Britain Is My Home, My Future, But It Took A Marathon To Get Here

I feel very discouraged. I was doing so well. Still, I am grateful to be in this situation when I see people in Calais or people who never made it through the sea. I want to stay here. This is my home, my future.
Caroline Irby

Photographed at Parkbury House Surgery, St Albans, Hertfordshire

Dream job: doctor

I was born in the ancient city of Bojnord in Iran. My father owned a supermarket, my mother was a housewife. At 16, my parents decided that I should leave because I couldn't have a future there, as we are Turkmen, an ethnic minority. Also, as a conscious objector, I didn't want to go to the army.

I flew to Dubai, where I applied for a student visa to the UK. I studied ESOL in Oxford for a year, staying with a host family and my family supported me financially, then moved to Luton to study English for another year. I lived in a small rented room and worked in a laundry because my family couldn't support me any longer. I was totally on my own.

I was lonely, but I had to manage. I kept telling myself: "Next year it will get better." I am not an anxious person, but frankly it has been quite a marathon.

I started college in Bedford, but my student visa had expired. I had tried already twice to renew it, but got denied, so I just gave up and decided to stay illegally. In Iran, the situation got worse. My mother's uncle was executed. I knew that going home was not an option.

Immigration officers raided my place and arrested me. At the police station, a nice immigration officer told me I could apply for asylum and helped me fill in the application. It was the first time someone explained what I needed to do.
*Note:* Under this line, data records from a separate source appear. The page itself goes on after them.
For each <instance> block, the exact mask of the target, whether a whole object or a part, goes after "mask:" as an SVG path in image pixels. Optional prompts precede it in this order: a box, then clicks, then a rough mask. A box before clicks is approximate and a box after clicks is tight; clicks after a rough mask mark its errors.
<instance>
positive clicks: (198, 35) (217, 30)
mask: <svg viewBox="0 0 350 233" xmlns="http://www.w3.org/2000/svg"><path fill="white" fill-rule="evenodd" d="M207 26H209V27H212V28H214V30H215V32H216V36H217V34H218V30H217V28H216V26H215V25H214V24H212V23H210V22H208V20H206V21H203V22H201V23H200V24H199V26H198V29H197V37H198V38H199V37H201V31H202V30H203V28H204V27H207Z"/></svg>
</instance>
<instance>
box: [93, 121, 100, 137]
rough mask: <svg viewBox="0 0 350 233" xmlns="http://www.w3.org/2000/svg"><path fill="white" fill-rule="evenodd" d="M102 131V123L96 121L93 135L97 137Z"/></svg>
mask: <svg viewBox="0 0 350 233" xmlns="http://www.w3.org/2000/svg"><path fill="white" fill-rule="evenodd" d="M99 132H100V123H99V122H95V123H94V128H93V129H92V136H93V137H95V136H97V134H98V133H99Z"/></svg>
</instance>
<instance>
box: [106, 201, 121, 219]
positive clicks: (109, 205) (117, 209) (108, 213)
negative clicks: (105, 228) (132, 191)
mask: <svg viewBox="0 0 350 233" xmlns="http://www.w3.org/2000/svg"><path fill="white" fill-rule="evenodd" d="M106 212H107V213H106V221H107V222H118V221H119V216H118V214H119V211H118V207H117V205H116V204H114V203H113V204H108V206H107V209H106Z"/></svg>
Because college is free for asylum seekers, I enrolled at John Ruskin College in Croydon to do Maths, Chemistry and Biology A levels. I found a cheap room on Gumtree in Brixton. The landlord was old, had Parkinson and had been abandoned by his family, so I looked after him and commuted to Croydon to college.

Later, I was called to the Home Office for an interview. I had no solicitor, no documents. They asked the same questions under different angles. If you reply differently, it comes out as bad. My application was refused. I appealed and was refused again, so had to go to court. My college put me in touch with the South London Refugee Association (SLRA) and they got me a solicitor. My application got rejected again for lack of evidence. They said that I could bring a fresh application, but I have nothing fresh to bring to my case and wanted to focus on finishing college, so haven't re-applied yet.

Through "Positive Action in Housing", I found a host family in Croydon, just five minutes by bus to my college, who took me until I finished my exams. Then I got a place to study biomedical sciences at Kingston University, but had to pay overseas fees and asylum seekers don't qualify for financial support. I raised £3,500 through the crowdfunding site gofundme and the education charity "Hope for the Young" gave me £3,000, so I had enough to enrol. But the finance department kept asking for the rest. I couldn't do anything else, but ignore them. I did very well in my first year, but I now want to transfer onto medicine because my dream is to be a doctor.

I then moved to Epsom to stay with another host family. They are very nice and treat me like their son. I thought I could finally relax a bit and focus on my immigration status, but I've just found out that I got suspended because I hadn't paid the full tuition.

I feel very discouraged. I was doing so well. Still, I am grateful to be in this situation when I see people in Calais or people who never made it through the sea. I want to stay here. This is my home, my future.

P.S. Since this interview, Kingston University has decided to waive Emad's tuition fee not only for his first year, but for all three years of his programme.

Through portraits and interviews, photographer Caroline Irby and journalist Veronique Mistiaen have recorded the journeys of ten young refugees who arrived in the UK as minors and are now coming of age. They talk about the lives they have left behind, the challenges they face in the UK as well as their hopes and dreams for the future in the context of their dream jobs.

The portraits and interviews are part of an exhibition, Claiming a New Place on Earth, which was curated by London based refugee charity Breaking Barriers, who offer a unique approach to helping refugees in London find meaningful employment. They have recently become the largest employment service for refugees in the UK, working closely with corporate partners to support over 200 refugees in the past year. The exhibition opens tomorrow at Protein Studios in Shoreditch and will run for the week (10th-15th Oct).